US 12,450,438 B1
Relation extraction from text-based documents
Sonal R. Pardeshi, Redmond, CA (US); Vittorio Castelli, Croton-on-Hudson, NY (US); Bonan Min, Palo Alto, CA (US); Kishaloy Halder, Issaquah, WA (US); Yogarshi Paritosh Vyas, Brooklyn, NY (US); Venkatesh Nagapudi, San Jose, CA (US); and Kapil Singh Badesara, Seattle, WA (US)
Assigned to Amazon Technologies, Inc., Seattle, WA (US)
Filed by Amazon Technologies, Inc., Seattle, WA (US)
Filed on Sep. 29, 2023, as Appl. No. 18/478,616.
Int. Cl. G06F 40/295 (2020.01); G06F 40/109 (2020.01)
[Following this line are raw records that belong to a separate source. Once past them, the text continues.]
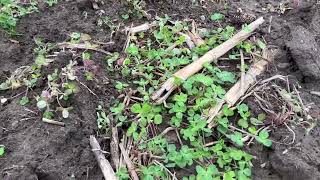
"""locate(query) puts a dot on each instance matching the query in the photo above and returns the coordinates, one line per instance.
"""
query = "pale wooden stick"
(50, 121)
(163, 93)
(82, 46)
(234, 94)
(128, 162)
(243, 72)
(114, 149)
(104, 164)
(317, 93)
(141, 28)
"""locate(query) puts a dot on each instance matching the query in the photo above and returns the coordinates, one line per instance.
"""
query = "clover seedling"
(217, 17)
(263, 138)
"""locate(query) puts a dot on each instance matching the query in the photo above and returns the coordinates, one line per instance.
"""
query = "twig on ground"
(243, 73)
(167, 87)
(317, 93)
(50, 121)
(234, 94)
(114, 147)
(104, 164)
(82, 46)
(128, 162)
(141, 28)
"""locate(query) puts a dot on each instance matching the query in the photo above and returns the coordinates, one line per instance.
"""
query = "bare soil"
(39, 151)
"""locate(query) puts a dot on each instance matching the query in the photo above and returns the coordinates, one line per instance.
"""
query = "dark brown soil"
(35, 150)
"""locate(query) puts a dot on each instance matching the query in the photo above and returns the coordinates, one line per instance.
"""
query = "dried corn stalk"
(163, 93)
(235, 93)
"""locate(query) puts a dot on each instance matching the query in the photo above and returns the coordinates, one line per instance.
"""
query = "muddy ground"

CPC G06F 40/295 (2020.01) [G06F 40/109 (2020.01)] 20 Claims
OG exemplary drawing
 
1. A system comprising:
a training subsystem comprising one or more computing devices, wherein the training subsystem is configured to:
receive, from a user computing device, a corpus of annotated text documents, wherein individual text documents of the corpus of annotated text documents are annotated to indicate text spans corresponding to entities, entity types associated with the entities, and relations between the entities; and
train an entity recognition model and a relation extraction model using the corpus of annotated text documents; and
a relation extraction subsystem comprising one or more computing devices, wherein the relation extraction subsystem is configured to:
generate set of entity data items using the entity recognition model and text of a semi-structured document, wherein a first entity data item of the set of entity data items represents a first entity mention in the text, and wherein a second entity data item of the set of entity data items represents a second entity mention in the text;
generate augmentation data regarding one or more layout properties of the text;
generate a set of relation data items using the set of entity data items, the augmentation data, and the relation extraction model, where a first relation data item of the set of relation data items represents a relation between the first entity mention and the second entity mention; and
generate, using the set of relation data items, a user interface configured to present relations between entities in the text.
 
5. A computer-implemented method comprising:
under control of a computing system comprising one or more computing devices configured to execute specific instructions:
generating a set of entity data items using an entity recognition model and text of a document, wherein a first entity data item of the set of entity data items represents a first entity mention in the text, and wherein a second entity data item of the set of entity data items represents a second entity mention in the text;
generating augmentation data regarding one or more layout properties of the text;
generating a set of relation data items using the set of entity data items, the augmentation data, and a relation extraction model, where a first relation data item of the set of relation data items represents a relation between the first entity mention and the second entity mention; and
generating, using the set of relation data items, a user interface configured to present relations between entities in the text.